Buried deep within § 1345(b) is a single phrase that could open up a number of thorny issues when this injunctive authority is applied to botnets. The section not only allows the government to obtain a restraining order that stops someone from doing something nefarious, but also an order that directs someone to “take such other action, as is warranted to prevent a continuing and substantial injury . . . .”’
Rottman points to the FBI’s 2011 shutdown of the Coreflood botnet. After obtaining a restraining order under the federal rule, the FBI used its own server to issue commands to infected computers, halting further spread of the malware and shutting down the software on infected host devices. Again, this seems like a good use of the government’s resources until you take a closer look at what’s actually happening when the FBI does this sort of thing.
The court hearing the Coreflood case accepted the government’s argument that the “community caretaker” doctrine allowed the transmission of the shutdown order, as the action was “totally divorced from the detection, investigation, or acquisition of evidence relating to the violation of a criminal statute.” At the time, the government likened its actions to a police officer who, while responding to a break-in, finds the door to a house open or ajar and then closes it to secure the premises.
The “community caretaker” function is one exception to warrant requirements. Accessing peoples’ computers without their permission under these auspices allows the FBI to avail itself of a second warrant exception.
In order to scrub private computers for malware, the government would, by necessity, have to search the computer and its contents for the malware. Once the door is ajar, rather than closing it, the police would actually “walk in” to the computer. And anything they find in “plain view” can be used as evidence of a crime. Nothing in the current version of the bill would prevent such a search or collection, giving the government the potential means to search countless computers of victims of the botnet (not the perpetrators) without a warrant.
While these are both valid exceptions to warrant requirements, they’ve never been deployed on this sort of scale. Officers can perform community caretaker functions that may result in contraband being discovered in plain view. When the FBI takes on a botnet, however, it will have access to potentially thousands of computers at a time and the legislated permission to not only “enter” these computers, but to take a look around at the contents.
The Fourth Amendment was put into place to end the practice of general warrants. The FBI’s botnet-fighting efforts turn court-ordered injunctions into digital general warrants, only without the pesky “warrant” part of the phrase. And, unlike other warrants, the proposed legislation would do away with another Fourth Amendment nicety: notification.
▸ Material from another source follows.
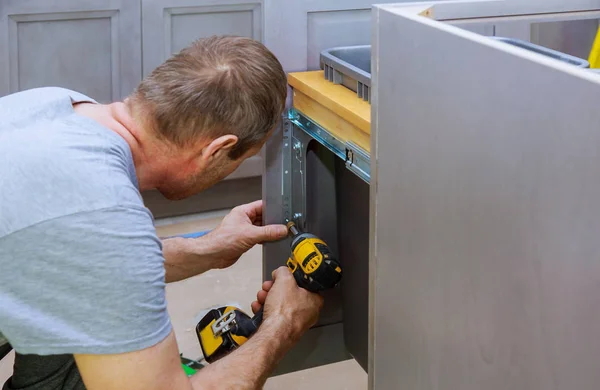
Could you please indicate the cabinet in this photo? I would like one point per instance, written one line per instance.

As CDT noted in its comments on the Rule 41 change mentioned above, potentially as many as a third of computers in the United States are infected with some form of malware. And, botnets are extremely hard to clean up, especially when you depend on victims to voluntarily submit their computers for cleaning. Given this reality, unless notice is required by statute, law enforcement would have an incentive to dispense with notice in the much wider array of shutdowns permitted under the Graham-Whitehouse bill.
The bill has only been introduced and there’s no forward motion as of yet. It’s in need of serious repair before it heads further up the legislative chain. As it’s written, there’s nothing standing between people’s personal files and a host of digital officers wandering through virtual houses in search of malware and searching/seizing anything else that catches their eye.